With players continuing to drift from the squad as the Spring went on, Harbinson's avowed main season aim of getting the Saffrons out of Division Four did not materialise as his side's hopes were extinguished by three opening defeats.

However, a closer examination of those losses shows that they included one-point defeats by both Derry and Leitrim, who went on to clinch the two promotion spots.

In between those games, Antrim lost by four points in Wexford while their other defeat in the Spring campaign was another one-point reverse against Waterford in Fraher Field.

"A lot of boys put their hands up and committed to the cause and I was very pleased with their application and commitment," says Harbinson of the league campaign.

"So although Division Four was disappointing, when you take everything in the round, without many established players and other players not really wanting to commit, it made it a difficult campaign but towards the end we steadied the ship and started to put some results together."

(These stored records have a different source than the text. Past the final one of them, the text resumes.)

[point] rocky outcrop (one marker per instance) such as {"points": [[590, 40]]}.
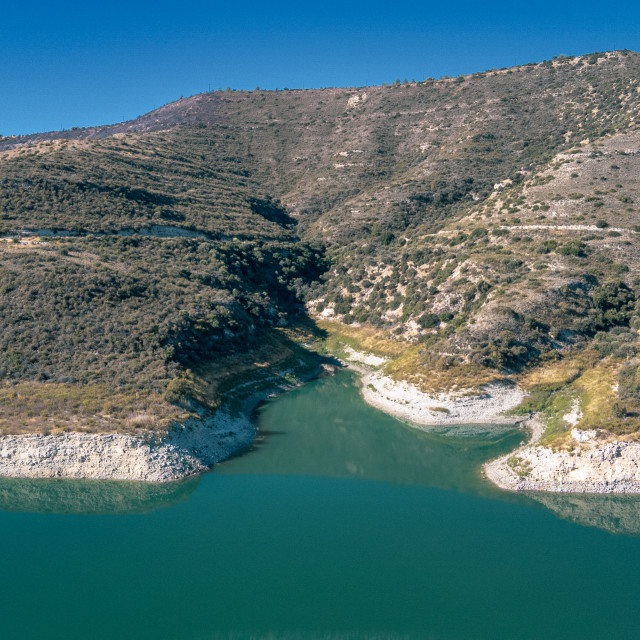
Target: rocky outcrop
{"points": [[190, 448], [589, 467]]}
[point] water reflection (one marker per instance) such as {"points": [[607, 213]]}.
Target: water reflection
{"points": [[91, 497], [618, 514], [326, 429]]}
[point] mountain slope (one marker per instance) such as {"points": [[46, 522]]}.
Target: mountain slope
{"points": [[487, 221]]}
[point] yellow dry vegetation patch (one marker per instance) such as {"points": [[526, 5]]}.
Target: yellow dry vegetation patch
{"points": [[366, 339], [407, 361], [35, 407], [597, 389], [559, 372]]}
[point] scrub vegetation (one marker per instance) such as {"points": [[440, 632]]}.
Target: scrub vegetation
{"points": [[469, 230]]}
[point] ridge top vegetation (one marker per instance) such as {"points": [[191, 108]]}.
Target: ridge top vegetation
{"points": [[489, 222]]}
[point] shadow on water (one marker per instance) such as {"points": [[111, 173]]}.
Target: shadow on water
{"points": [[325, 429], [92, 497], [617, 514]]}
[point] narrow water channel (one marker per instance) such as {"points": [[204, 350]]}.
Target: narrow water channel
{"points": [[341, 522]]}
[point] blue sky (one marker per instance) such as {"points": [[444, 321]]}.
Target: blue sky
{"points": [[79, 64]]}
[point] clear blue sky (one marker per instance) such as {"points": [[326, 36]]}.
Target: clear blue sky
{"points": [[70, 64]]}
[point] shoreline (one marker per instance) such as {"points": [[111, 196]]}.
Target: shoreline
{"points": [[589, 467], [189, 448], [406, 402]]}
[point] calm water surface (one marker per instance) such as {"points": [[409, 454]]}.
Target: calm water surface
{"points": [[340, 523]]}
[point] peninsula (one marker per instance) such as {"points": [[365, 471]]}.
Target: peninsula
{"points": [[472, 244]]}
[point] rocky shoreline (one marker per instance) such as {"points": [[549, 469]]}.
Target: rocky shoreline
{"points": [[609, 466], [406, 402], [590, 466], [189, 448]]}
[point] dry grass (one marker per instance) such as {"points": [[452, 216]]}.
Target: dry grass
{"points": [[33, 407]]}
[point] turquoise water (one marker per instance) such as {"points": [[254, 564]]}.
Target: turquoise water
{"points": [[340, 523]]}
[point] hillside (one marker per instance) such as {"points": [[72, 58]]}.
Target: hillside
{"points": [[488, 223]]}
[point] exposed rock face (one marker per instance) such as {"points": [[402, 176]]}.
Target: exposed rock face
{"points": [[189, 449], [405, 401], [610, 467]]}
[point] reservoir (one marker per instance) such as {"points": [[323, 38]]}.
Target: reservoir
{"points": [[340, 523]]}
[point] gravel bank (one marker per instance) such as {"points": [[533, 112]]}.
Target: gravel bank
{"points": [[405, 401], [590, 467], [190, 448]]}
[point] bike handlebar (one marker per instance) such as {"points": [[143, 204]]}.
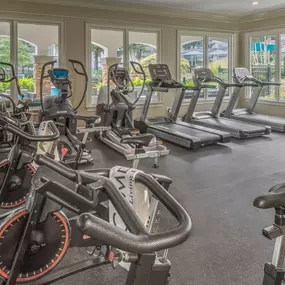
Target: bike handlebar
{"points": [[138, 240], [34, 138]]}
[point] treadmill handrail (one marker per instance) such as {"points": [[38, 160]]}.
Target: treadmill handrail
{"points": [[258, 82]]}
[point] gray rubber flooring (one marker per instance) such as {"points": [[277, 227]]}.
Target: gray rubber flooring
{"points": [[217, 186]]}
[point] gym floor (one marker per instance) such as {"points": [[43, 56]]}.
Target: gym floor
{"points": [[217, 186]]}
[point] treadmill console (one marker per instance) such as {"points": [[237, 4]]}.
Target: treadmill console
{"points": [[161, 76], [241, 74], [203, 75]]}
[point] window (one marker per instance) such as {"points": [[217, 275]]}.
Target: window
{"points": [[142, 49], [282, 66], [267, 62], [5, 53], [209, 51], [104, 44], [262, 62], [108, 46], [37, 44]]}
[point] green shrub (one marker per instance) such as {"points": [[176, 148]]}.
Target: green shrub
{"points": [[184, 67], [27, 83]]}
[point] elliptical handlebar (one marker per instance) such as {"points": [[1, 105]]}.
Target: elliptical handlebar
{"points": [[112, 75], [139, 71], [14, 77], [43, 76], [33, 138], [84, 74], [138, 240], [11, 100]]}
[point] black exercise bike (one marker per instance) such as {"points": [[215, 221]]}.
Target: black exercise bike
{"points": [[65, 210], [17, 170]]}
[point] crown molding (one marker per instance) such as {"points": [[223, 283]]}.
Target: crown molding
{"points": [[263, 15], [141, 9]]}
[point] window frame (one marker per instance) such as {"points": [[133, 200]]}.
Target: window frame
{"points": [[206, 35], [126, 30], [273, 32], [14, 41]]}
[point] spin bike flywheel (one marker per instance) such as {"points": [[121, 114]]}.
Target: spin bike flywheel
{"points": [[47, 246], [17, 187]]}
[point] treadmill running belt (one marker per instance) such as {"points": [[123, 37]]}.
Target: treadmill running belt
{"points": [[230, 125], [183, 131]]}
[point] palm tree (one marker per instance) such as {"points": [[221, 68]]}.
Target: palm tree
{"points": [[97, 51]]}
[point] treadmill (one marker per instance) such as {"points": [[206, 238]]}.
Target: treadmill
{"points": [[169, 128], [211, 119], [243, 76]]}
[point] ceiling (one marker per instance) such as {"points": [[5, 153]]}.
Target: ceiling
{"points": [[232, 7]]}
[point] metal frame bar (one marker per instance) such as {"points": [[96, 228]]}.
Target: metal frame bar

Antrim players must embrace Saturday's big stage

Harbinson, however, admits that Antrim's continuing presence in Division Four severely hinders the prospect of the county having an extended summer in the championship.

"You need to be up around Division Two and you need to be there for a number of years because you are playing against a better calibre of footballer and stronger counties and that challenges both the individual and collective of the team.

"Until we get there, in my view, it's going to be very difficult to compete in Ulster."

But while a realist, Harbinson has to retain some vestiges of optimism heading into the challenge against last year's All-Ireland Finalists and Ulster Championship favourites.

"There's no reason why any of our players would not love to play in front of nine or 10 thousand people against Tyrone.

"It would be nice to go out and compete first and foremost and put in a very good performance and see where that would take us - either in the first round of the Ulster Championship or if it has to be through the back door."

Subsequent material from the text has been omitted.